Nana: The Lady with the Parrot and Two Little Potato-Cakes

 

I know I was probably underfoot so much that Nana, being a wise old lady, and a calm lady too, who like this photo shows, could keep a huge parrot on her shoulder as if it was the most natural thing in the world. It was Nana who decided that, in her mid-fifties, she would take on the care and feeding of my brother, Jeremy, and myself who were like: Zwei Kleine Kartoffelkuchen. Two little potato-cakes.

Nana decided to put me to work, and in her very German upbringing, the earlier the better. By the time I was 10 or 11 I got a list stuffed in my pocket, and I was marched off down the block and crossed over Centre Avenue to the Ciotti market where I did all the grocery shopping for Nana.
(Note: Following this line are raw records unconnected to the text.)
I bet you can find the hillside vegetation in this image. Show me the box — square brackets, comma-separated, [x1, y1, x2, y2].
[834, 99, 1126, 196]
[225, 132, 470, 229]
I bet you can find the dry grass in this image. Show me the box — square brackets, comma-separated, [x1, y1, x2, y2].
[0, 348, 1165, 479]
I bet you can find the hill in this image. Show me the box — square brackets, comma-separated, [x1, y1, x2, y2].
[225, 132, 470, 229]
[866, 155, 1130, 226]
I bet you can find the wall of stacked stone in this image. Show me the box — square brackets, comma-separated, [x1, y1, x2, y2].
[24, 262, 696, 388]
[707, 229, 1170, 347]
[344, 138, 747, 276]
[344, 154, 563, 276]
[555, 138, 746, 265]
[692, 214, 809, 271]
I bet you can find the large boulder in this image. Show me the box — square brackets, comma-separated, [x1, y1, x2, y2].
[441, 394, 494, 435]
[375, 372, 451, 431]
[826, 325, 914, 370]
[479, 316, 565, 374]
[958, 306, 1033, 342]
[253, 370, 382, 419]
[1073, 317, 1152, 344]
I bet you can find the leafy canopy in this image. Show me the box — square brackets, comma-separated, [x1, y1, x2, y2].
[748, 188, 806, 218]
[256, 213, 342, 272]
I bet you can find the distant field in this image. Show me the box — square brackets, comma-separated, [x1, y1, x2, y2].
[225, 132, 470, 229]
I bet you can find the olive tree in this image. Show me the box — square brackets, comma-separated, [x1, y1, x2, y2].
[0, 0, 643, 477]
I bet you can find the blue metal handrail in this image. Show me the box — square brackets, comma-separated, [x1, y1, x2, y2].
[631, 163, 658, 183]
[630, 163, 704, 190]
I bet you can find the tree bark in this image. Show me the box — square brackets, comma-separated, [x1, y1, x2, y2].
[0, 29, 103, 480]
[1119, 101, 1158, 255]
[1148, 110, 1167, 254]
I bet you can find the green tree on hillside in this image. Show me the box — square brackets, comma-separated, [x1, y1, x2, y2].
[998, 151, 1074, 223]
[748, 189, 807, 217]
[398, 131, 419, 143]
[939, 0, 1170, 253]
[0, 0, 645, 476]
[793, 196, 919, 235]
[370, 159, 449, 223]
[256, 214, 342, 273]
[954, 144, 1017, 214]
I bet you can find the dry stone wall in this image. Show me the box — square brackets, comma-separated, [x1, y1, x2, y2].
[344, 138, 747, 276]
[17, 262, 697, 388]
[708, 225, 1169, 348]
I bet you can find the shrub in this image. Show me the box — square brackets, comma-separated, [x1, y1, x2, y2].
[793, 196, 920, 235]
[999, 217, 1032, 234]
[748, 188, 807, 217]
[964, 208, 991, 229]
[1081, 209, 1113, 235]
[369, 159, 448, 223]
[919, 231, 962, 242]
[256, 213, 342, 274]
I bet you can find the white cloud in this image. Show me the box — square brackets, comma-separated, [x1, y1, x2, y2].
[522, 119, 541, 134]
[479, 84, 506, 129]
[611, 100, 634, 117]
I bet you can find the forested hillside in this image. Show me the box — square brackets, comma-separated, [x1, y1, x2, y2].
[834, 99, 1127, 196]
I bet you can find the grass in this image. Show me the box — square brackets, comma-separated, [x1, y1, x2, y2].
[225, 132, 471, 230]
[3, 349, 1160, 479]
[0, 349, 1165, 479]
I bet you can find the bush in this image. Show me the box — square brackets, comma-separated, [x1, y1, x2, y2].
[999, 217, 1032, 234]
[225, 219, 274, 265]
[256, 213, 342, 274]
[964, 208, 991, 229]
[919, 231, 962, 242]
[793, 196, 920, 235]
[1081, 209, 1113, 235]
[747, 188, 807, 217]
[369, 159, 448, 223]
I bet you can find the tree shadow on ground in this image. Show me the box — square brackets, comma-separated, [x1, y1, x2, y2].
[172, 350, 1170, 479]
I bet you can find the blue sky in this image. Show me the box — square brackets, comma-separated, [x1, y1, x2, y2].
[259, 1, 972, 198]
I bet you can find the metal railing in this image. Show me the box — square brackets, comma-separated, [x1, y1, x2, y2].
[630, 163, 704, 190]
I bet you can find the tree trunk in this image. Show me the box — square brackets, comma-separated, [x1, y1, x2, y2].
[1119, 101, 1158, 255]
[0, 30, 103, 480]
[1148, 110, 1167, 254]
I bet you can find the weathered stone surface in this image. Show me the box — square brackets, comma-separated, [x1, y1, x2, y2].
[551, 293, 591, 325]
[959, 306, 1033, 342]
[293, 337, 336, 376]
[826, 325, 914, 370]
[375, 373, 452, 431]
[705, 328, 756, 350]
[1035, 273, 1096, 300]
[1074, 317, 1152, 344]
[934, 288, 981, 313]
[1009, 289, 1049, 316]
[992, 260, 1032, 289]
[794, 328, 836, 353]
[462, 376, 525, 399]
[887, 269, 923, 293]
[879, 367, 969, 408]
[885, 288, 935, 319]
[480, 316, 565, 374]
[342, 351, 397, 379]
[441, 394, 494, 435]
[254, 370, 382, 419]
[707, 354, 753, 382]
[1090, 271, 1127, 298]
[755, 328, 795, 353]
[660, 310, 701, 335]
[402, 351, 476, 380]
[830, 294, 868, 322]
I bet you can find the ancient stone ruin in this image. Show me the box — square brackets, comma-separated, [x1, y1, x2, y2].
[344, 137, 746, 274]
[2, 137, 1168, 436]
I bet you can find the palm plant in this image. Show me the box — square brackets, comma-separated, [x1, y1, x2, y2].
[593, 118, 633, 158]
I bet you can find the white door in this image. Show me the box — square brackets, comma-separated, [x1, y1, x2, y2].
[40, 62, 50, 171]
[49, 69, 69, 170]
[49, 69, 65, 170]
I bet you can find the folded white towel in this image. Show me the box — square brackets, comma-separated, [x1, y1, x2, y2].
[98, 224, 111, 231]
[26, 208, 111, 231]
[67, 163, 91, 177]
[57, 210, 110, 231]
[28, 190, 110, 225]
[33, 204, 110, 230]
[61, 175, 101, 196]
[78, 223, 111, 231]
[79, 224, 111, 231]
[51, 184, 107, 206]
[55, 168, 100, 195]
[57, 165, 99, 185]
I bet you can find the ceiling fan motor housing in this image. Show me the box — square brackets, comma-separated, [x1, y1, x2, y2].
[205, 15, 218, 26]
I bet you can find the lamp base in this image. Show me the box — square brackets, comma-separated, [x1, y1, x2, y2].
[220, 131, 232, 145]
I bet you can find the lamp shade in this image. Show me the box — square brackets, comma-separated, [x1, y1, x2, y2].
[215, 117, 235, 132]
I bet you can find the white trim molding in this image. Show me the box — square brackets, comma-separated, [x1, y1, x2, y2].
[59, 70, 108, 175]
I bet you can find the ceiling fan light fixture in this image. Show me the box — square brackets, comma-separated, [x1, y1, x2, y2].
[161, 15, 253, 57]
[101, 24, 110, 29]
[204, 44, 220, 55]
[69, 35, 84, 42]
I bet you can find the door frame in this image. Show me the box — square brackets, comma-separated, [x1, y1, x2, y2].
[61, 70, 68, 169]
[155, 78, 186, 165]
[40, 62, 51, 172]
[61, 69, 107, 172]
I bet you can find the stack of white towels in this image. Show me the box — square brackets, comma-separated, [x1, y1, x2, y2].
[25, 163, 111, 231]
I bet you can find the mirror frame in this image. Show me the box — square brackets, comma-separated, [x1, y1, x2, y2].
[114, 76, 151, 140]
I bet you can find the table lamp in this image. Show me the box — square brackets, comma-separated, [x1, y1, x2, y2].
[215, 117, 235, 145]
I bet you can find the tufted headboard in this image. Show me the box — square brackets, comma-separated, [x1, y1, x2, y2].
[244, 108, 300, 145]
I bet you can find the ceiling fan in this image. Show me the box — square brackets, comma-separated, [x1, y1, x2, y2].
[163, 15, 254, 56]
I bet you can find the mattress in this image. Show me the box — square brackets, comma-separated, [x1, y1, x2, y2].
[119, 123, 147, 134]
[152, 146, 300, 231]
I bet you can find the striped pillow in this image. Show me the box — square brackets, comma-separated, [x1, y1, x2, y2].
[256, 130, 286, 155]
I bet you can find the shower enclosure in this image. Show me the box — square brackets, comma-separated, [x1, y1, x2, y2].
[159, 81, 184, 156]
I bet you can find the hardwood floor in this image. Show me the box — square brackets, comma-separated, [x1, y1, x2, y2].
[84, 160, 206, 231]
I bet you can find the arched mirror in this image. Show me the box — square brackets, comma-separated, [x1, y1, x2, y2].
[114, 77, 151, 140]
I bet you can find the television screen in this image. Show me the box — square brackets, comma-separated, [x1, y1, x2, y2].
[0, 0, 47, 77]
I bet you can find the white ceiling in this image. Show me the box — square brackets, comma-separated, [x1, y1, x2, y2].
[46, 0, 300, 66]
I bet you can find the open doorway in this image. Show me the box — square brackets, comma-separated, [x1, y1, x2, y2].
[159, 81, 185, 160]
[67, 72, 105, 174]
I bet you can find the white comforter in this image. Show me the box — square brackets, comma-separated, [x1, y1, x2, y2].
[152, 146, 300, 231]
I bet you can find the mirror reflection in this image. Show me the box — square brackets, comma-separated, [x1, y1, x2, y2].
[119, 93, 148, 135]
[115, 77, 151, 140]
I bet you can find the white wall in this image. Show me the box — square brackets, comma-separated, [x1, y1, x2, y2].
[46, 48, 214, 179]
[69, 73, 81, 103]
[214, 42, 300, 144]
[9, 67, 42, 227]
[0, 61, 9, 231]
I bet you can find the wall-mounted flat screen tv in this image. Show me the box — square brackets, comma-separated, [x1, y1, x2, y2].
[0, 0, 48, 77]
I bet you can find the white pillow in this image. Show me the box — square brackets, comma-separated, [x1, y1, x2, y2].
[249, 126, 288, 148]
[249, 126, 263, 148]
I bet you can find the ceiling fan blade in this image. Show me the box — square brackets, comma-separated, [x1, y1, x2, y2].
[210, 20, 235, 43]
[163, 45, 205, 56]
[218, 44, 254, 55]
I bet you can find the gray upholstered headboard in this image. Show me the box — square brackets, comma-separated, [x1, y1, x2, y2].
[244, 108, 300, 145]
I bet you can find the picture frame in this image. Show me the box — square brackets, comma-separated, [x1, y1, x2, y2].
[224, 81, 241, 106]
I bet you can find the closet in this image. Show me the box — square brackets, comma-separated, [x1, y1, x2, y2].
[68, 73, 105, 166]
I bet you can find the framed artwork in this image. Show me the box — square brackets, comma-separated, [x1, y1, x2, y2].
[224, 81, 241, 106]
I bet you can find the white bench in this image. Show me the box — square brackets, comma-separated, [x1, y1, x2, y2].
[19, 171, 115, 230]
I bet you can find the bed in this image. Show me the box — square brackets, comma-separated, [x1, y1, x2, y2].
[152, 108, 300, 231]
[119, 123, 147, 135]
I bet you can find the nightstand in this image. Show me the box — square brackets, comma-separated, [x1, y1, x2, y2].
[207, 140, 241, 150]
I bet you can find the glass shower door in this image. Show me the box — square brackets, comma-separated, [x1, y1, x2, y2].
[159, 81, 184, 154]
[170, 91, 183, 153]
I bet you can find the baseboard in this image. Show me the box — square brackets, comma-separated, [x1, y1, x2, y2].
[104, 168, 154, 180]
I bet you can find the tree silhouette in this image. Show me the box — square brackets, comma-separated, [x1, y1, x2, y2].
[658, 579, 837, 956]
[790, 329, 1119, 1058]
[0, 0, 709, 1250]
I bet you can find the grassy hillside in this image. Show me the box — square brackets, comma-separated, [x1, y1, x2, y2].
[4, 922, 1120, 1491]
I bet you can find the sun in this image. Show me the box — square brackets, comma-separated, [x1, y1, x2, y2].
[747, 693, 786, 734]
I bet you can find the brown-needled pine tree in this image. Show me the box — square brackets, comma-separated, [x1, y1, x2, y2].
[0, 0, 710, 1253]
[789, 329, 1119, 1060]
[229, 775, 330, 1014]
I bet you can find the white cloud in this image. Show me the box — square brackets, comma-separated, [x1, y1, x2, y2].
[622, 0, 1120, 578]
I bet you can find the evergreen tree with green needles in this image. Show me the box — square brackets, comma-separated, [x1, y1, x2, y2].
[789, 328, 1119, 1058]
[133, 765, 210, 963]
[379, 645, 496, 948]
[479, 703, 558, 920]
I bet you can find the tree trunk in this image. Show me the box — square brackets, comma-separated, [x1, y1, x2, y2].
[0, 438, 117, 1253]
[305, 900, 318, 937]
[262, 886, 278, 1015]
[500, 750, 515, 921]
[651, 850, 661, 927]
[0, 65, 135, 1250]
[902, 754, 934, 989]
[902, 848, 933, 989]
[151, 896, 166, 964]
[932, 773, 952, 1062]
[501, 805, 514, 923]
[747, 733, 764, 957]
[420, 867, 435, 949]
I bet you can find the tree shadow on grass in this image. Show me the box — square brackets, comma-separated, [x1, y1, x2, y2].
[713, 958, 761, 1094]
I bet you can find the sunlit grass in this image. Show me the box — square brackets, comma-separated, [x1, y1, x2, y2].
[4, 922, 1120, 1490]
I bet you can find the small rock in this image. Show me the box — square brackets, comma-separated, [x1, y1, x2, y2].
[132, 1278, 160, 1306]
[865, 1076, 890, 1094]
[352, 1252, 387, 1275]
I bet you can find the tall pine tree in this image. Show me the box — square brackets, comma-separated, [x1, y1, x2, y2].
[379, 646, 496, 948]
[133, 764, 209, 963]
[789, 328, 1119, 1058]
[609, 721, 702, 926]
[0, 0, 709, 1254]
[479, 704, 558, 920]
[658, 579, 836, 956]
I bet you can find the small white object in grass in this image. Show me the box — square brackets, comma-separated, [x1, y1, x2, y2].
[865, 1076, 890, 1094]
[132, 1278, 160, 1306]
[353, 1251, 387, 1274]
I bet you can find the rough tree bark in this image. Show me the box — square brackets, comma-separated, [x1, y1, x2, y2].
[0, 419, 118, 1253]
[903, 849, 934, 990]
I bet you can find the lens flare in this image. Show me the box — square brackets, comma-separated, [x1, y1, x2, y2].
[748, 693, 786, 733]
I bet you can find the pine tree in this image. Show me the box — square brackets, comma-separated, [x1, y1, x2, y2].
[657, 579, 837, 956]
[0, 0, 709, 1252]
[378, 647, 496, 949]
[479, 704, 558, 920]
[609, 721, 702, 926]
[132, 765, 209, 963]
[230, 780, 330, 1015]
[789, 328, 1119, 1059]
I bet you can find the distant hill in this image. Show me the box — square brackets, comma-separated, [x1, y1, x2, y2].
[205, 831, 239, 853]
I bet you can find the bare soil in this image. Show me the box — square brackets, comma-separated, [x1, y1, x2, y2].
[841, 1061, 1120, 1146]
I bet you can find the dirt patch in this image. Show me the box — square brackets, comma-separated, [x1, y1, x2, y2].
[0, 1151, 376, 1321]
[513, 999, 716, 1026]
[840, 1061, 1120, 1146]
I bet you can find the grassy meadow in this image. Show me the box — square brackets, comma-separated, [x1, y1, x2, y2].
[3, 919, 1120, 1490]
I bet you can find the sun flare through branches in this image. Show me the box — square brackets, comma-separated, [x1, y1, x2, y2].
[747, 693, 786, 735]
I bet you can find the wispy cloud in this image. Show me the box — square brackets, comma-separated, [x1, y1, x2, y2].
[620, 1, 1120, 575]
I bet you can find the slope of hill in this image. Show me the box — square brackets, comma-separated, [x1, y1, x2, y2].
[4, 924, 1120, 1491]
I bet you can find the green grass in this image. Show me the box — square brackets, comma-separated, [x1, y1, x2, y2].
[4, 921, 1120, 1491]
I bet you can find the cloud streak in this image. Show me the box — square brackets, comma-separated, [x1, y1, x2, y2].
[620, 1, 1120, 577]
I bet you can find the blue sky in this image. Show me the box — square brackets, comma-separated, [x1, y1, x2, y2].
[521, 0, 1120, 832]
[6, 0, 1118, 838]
But this shopping was never a hardship. Nana had a lot on her mind, and the kitchen was a perfect place to work it out. Nana wasn’t a super huggy Grandma-type, who said come here child and nestle in my lap, she expressed her love in her world, the kitchen and her world became my world too.

In there, Nana’s kitchen, the warm place of pies and cookies and breads, she and I shared a huge motherlode of working experiences that we never talked about.

Here’s one instance of that unspoken world. And also about bread with Nana. We had potato dough which made doughnuts - Fastnachts - and big fat brown-baked potato cakes strewn with streusel crumbs.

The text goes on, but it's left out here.